Couchbase (Vector & NoSQL) MCP for AI Agents MCP use cases
Debugging an application's search flow
A developer needs to check if a new feature correctly pulls related data. They ask their agent to get_document using the main user ID, and then use list_indexes to verify that all necessary lookup indexes are active before proceeding.
Finding policy documents by topic
Instead of keyword matching, a compliance officer needs to find policies related to 'GDPR data retention.' They ask the agent to perform a vector_search using an embedding for that topic, quickly returning semantically relevant files.
Extracting metrics from sales records
A product manager needs a report showing total revenue and item count. They prompt the agent with an N1QL query via execute_n1ql_query targeting specific fields, generating a precise JSON structure for analysis.
Mapping out data segmentation
A Data Architect needs to understand the boundaries of their system. They prompt the agent to run list_buckets, followed by list_scopes and list_indexes, generating a complete map of all available storage containers.
Couchbase (Vector & NoSQL) MCP for AI Agents MCP tradeoffs
What to watch out for, and the recommended way to handle each one.
Treating data like simple key-value pairs
Trying to find related records by just asking for the document ID. This only returns basic metadata and fails when you need nested fields or aggregated results.
To pull complex, structured information, use execute_n1ql_query with N1QL constraints. This allows your agent to write specific queries that target deeply nested JSON structures.
Searching only by keywords
Asking the system to find 'sustainable gardening practices' using basic search terms. The results might be too narrow, missing conceptually related content.
Use vector_search and provide an embedding for the concept. This locates documents that are semantically similar (meaning-wise) even if they don't contain the exact words you typed.
Assuming all data is in one place
Sending a query without first verifying which collection holds the required records. This leads to vague errors or incomplete results.
Always start by running list_buckets and then list_scopes. Use this information to scope your subsequent queries, ensuring your agent targets the correct data boundaries.
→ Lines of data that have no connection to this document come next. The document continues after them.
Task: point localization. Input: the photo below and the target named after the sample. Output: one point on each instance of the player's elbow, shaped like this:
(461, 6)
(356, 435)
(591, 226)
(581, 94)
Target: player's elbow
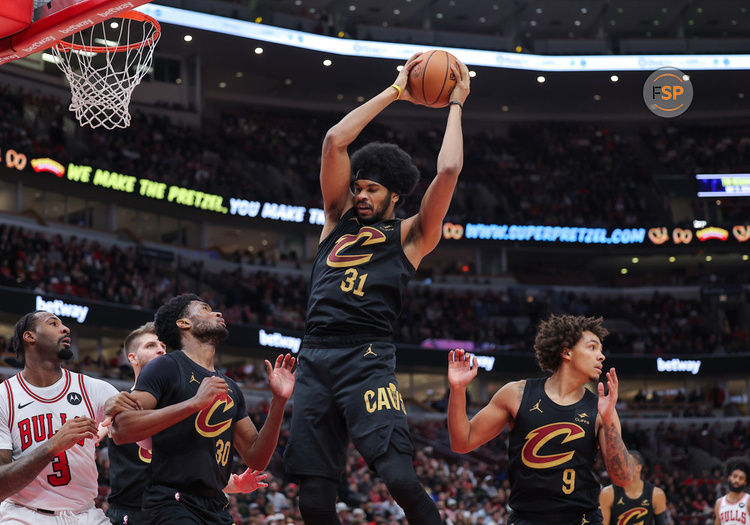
(333, 140)
(450, 169)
When to use Couchbase (Vector & NoSQL) MCP for AI Agents MCP
Use this MCP when your data is highly varied: you have both structured records (NoSQL), free-text content, and semantic vectors. If your primary need is just simple document retrieval by a known ID, a basic key-value store might suffice. But if you need to query across different data types—for example, finding documents based on a topic (vector search) and then pulling the resulting revenue figures (N1QL)—then this MCP is essential. Don't use it if your entire dataset lives in one simple relational database; those systems have dedicated tools for that purpose.
Frequently asked questions about Couchbase (Vector & NoSQL) MCP for AI Agents MCP
How do I query complex data structures using the Couchbase (Vector & NoSQL) MCP? +
You simply ask your agent to run a structured query. Instead of writing boilerplate SQL, you tell it what fields and criteria you need, and it executes N1QL constraints to deliver the exact JSON payload.
Can this MCP find things that are related by meaning, not just words? +
Yes. You can use vector search capabilities within the Couchbase (Vector & NoSQL) MCP. This finds semantic matches using your embeddings, which is critical for advanced knowledge retrieval.
Is this better than querying a traditional relational database? +
It handles variety better. If your data includes documents, JSON records, and vector metadata all in one place, the Couchbase (Vector & NoSQL) MCP manages that complexity for you, letting you treat it like one single source.
What if I only have a document key? How do I get its data? +
You can use the dedicated retrieval tool to fetch the full internal properties of any specific document. This gives you all the associated metadata and content mapped to that unique key.
How does Couchbase (Vector & NoSQL) help with data organization? +
The MCP lets your agent map out your entire cluster, listing buckets, scopes, and indexes. This gives you a clear audit of where all the different types of data are stored.